Back to List Archive

Re: spider and cgi problems

From: Dave Morton <dave(at)not-real.circuitboardcomputing.com>
Date: Sat Feb 22 2003 - 09:24:38 GMT
Thanks for the quick response. Let's see if I can answer some of this, and make sense of more. 8^}

> Do you have filesystem access to the web server?  If so then use the
> filesystem method rather than a spider.  If no filesystem access then
> you'll have to give the spider a list of URLs.

I do have filesystem access on this box, but I need to gear this toward multiple servers that I
will not have that sort of access to. Thus the spidering.



> spider.config:
>            @servers = (
>                {
>                    base_url    => ˙http://localhost/this/%ff,
>                    email       => ˙me@myself.com˙,
>                },
>                {
>                    base_url    => ˙http://localhost/that/%ff,
>                    email       => ˙me@myself.com˙,
>                },
>            );
> 

I wasn't aware that PERL code can go right into the config file. I'll have to remember this.
That is, if I'm reading the above lines correctly.

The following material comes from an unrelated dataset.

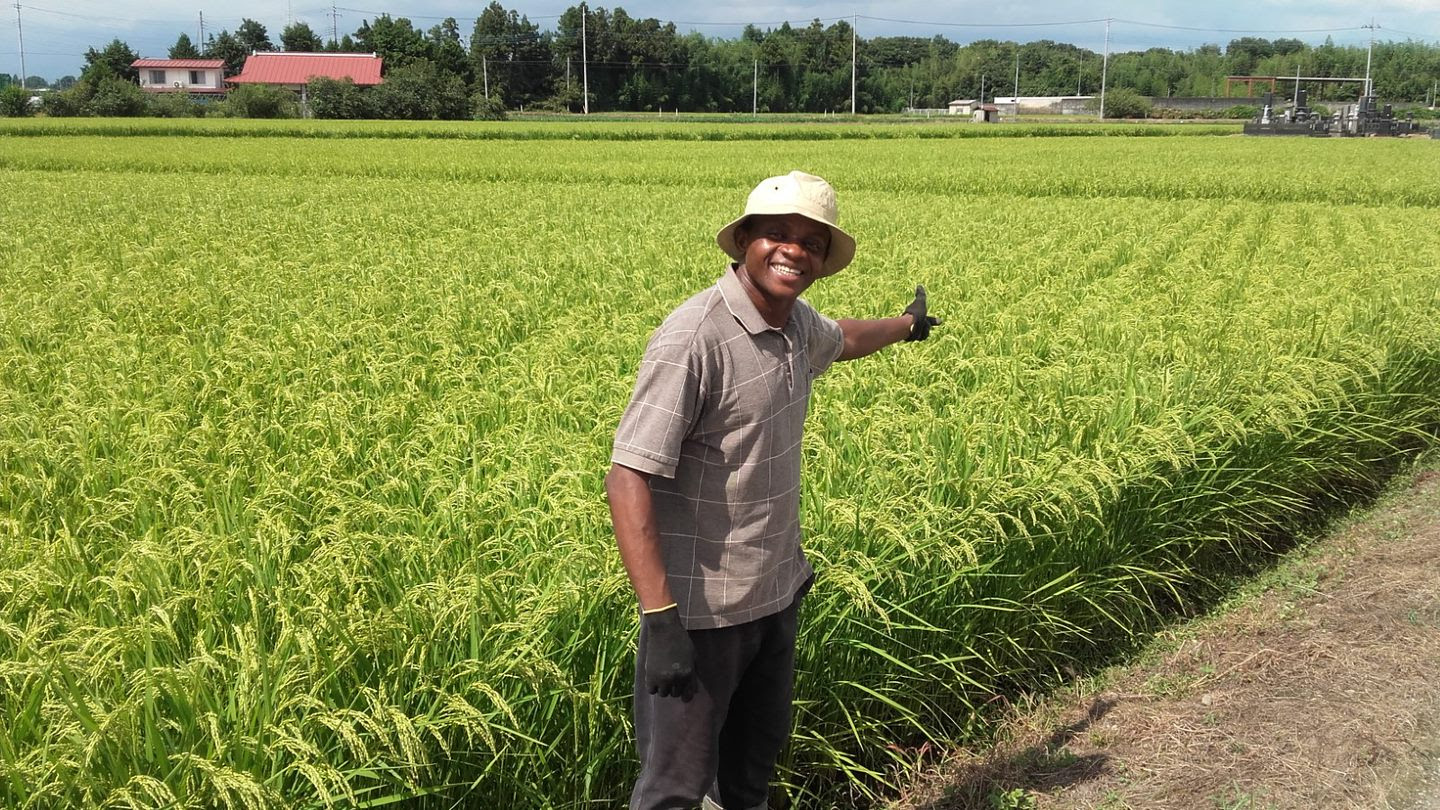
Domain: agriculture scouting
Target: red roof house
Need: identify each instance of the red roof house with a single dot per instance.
(180, 75)
(293, 69)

> There is an example spider config SwishSpiderConfig.pl in the prog-bin
> directory.  It has perldoc documentation and many comments.

As a matter of fact, I have the modified version of the 'full URL list' of SwishSpiderConfig.pl
being used when I spider the three servers the company I work for has sites on. The problem I'm
having I'll outline in a bit more detail below.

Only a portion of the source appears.